Black Americans plunge into slavery's legacy in Nigeria
Black Americans plunge into slavery's legacy in Nigeria
By Glenn McKenzie
GBEREFU ISLAND, Nigeria (AP): The sand trail passed a well
where slaves once paused to drink, and ended at a statue of two
people linked by chains around their necks. Under a palm tree
next to a wooden sign saying "Point of No Return," Loretta Butler
broke down and cried.
Butler, a state health administrator from Roosevelt, New York,
wondered aloud if her forebears had been among the hundreds of
thousands of African men, women and children force-marched along
this lonely stretch of Nigerian beach onto slave ships bound for
the New World.
"I feel overwhelmed to see the place where some of my
ancestors may have come from," she said, wiping her eyes.
Butler and 21 other black Americans -- 12 of them mayors from
small cities and towns, mostly in the South -- are touring
Nigeria this week to grapple hands-on with the legacy of slavery.
Their journey included a walk in the footsteps of African
slaves on the half-mile sandy path across Gberefu Island to the
beach.
From here, as many as 10,000 slaves annually between 1518 and
1880 were loaded onto boats and shipped to the Americas,
according to Nigerian historians.
Each year, thousands of black Americans make pilgrimages to
Ghana and Senegal, where crumbling slave dungeons have been
turned into healthy tourist industries.
Butler's group, however, was among the first organized
American tours in recent memory to Nigeria, where up to one-third
of all slaves bound for the Americas may have gone through
Gberefu Island and the nearby port of Badagary.

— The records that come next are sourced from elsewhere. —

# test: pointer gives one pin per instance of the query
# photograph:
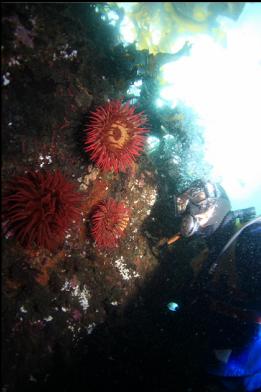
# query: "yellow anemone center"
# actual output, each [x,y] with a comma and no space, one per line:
[117,136]
[123,223]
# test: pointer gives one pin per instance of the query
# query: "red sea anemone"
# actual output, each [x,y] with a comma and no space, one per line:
[115,137]
[109,221]
[39,207]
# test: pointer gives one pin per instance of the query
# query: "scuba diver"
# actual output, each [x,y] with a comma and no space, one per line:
[227,290]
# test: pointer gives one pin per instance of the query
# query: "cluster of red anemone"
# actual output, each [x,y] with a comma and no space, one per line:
[109,221]
[39,207]
[115,136]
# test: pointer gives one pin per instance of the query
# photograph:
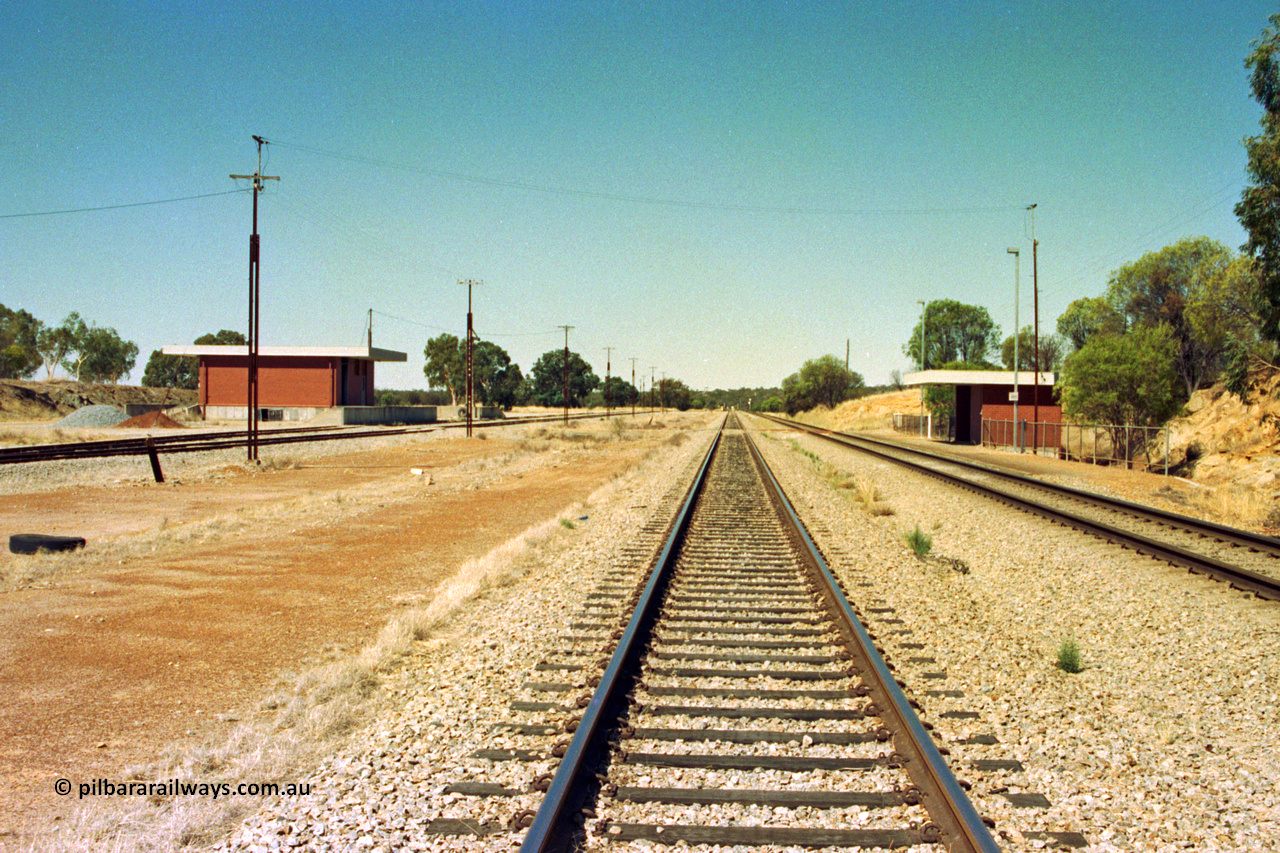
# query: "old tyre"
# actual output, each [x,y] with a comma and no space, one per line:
[36,542]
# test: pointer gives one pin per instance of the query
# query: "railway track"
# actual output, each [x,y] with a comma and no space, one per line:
[1244,560]
[727,696]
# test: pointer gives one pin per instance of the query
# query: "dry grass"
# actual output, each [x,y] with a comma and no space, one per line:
[279,463]
[42,436]
[307,717]
[304,721]
[1238,507]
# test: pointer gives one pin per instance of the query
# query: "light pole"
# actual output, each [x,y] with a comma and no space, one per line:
[923,315]
[1016,334]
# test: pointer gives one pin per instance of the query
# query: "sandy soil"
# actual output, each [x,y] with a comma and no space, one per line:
[193,600]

Butler's tears were partly out of frustration that most
slaves' individual histories have been lost, she said. About all
she knows is that her ancestors came from Africa.
The question of slavery's modern-day legacy was equally
troubling for her: Why do so many blacks in the United States and
Africa still live in poverty?
"Poverty is obviously a result of slavery. We are still
fighting that," she said. "We will return with this message."
For many of the visitors, the voyage was a chance to make a
personal connection with Africa.
Walking to the Point of No Return, "I could feel my ancestors
telling me it is OK," Butler said. "I am home."
Others in the group who have visited Africa before, like
Michelle Kourouma, executive director of the National Conference
of Black Mayors, said she hoped to spread understanding of how
slavery dehumanized blacks and whites alike.
"When you're inhumane to another person you undermine your own
humanity," said Kourouma, of Atlanta, who can trace her lineage
back to her great-great-grandfather, a slave who escaped from
Virginia to Canada.
The choice of turbulent Nigeria as a destination gave the
Americans a glimpse of urban African life at its most difficult
and raw.
In Lagos, Nigeria's main city, Mayor Christopher J. Campbell
of Eastover, North Carolina, was shocked to see vast traffic
jams, piles of burning garbage and people crowded into
shantytowns stretching for miles.
"There are some places we have seen that are civilized and
some others that are more primitive. It is quite disturbing to
see," Campbell said.
"There are a lot of people going without electricity and
sanitation. And there is too much garbage, it is hard to promote
tourism with a dirty city."
Some expressed surprise that cases of trafficking child slaves
in Nigeria and neighboring countries continue to be reported. The
United Nations estimates at least 200,000 children are traded
yearly in West and Central Africa.
The mayors' visit, which ends Thursday, is part of Black
Heritage Festival, an effort by Lagos authorities to promote
black American tourism.
Opening the festival Sunday, state Gov. Bola Tinubu said he
hoped the tourists would overlook the trash because "we are
trying to raise money to clean it up."
Many people in Badagary, the fishing port and former colonial
city not far from the old slave port, were hoping the American
visitors would bring investment to the city.
Others wanted only to share stories of slavery.
"We all suffered from slavery. It tore our families apart, it
made some of us traitors who sold others and made others of us
into heroes," said Paul d'Almeida, a Benin-born teacher of
French. His great-great-grandfather was a slave who escaped from
Brazil and returned to Benin.
At sunset, the Americans and Nigerians did what their slave
ancestors could not. Lighting candles, they wound their way back
down the trail, away from the Point of No Return.